History is all about unvarnished rendering of past happenings. It has no scope for acquiring any kind of tint under the influence of any ism. — Dr. Jaya Kakkar

 

It is ofcourse known to us all that while history is an important discipline of study for any educated person, its teaching-at the school level, at least-fails to gets its due cognition. One reason perhaps is that unlike commerce and sciences, history commands little ‘market value’. This, however, does not take away from the fact that knowledge of our past truly and adequately prepares us not only to face our future but also shape it. Young minds can be molded in either direction-dogmatism or rational thinking-by imparting knowledge of history which may have been presented through colored prism. History links past with our present. In the process of presenting this narrative, history creates a public ethos, it shapes our culture, our way of thinking and acting. Tangible (architecture, sewage system) and intangible (values, mindset) heritage, ranging from ancient to modern, establishes a link between even past happenings and present norms related to the society, governance, moral and ethics, so on and so forth. If the discourse on history is poor, biased, and shaped by isms (be it Marxism or Hinduism) it will severely compromise our capacity to cope with our present obstacles and carve out innovative and sustainable solutions to shape our future in a productive manner. The result is likely to be a chaos all around us. 
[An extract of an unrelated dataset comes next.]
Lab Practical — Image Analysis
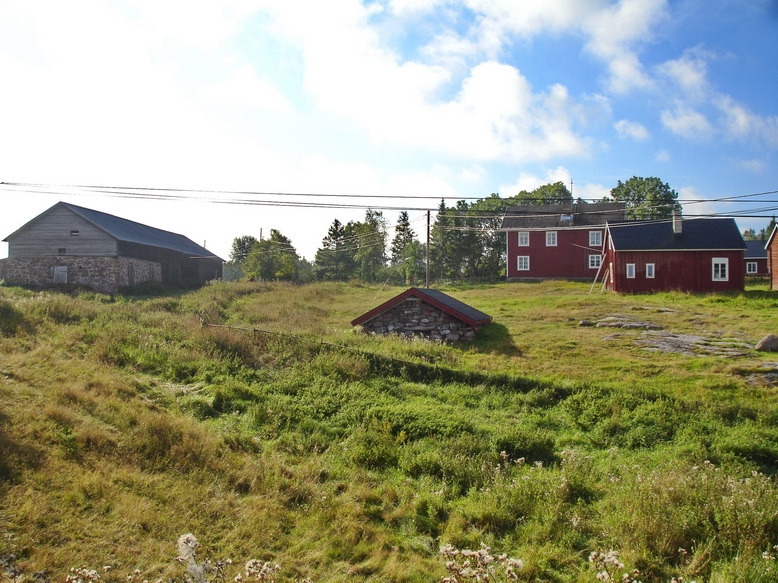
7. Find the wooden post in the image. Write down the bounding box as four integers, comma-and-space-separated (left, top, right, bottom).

The history teaching is mired in deep political controversy in present times in India. To be sure, India is not alone in this respect. No nation is unscathed from such debates about their past and how it needed to be retold. For example, America is uncomfortable with Hiroshima historical legacy while Britain can never find peace with Gandhi. The genesis lies in the fact that history is nothing but publicly shared past; this imparts a collective memory and identity. When this history is officially told through text books by public institutions like NCERT, it gets authentication and stamp of approval. These become words having sanctity form the government. Young minds, highly impressionistic, can easily be molded by what they learn from such ‘official’ sources. Such young minds, even if imperceptibly, tend to acquire a politically tinted disposition; they can later be mobilized to accept certain ‘truth’, about polity, exploitation, economy, races, rulers, etc. That is the reason why most nations use history to build collective memory and identity. Most often, education may not be perceived as a means to resolve a problem (say, immigration). Rather, an attempt may be made to create the bogey of a collective identity (self) which may be fighting against a monolithic (and antagonistic) ‘other’.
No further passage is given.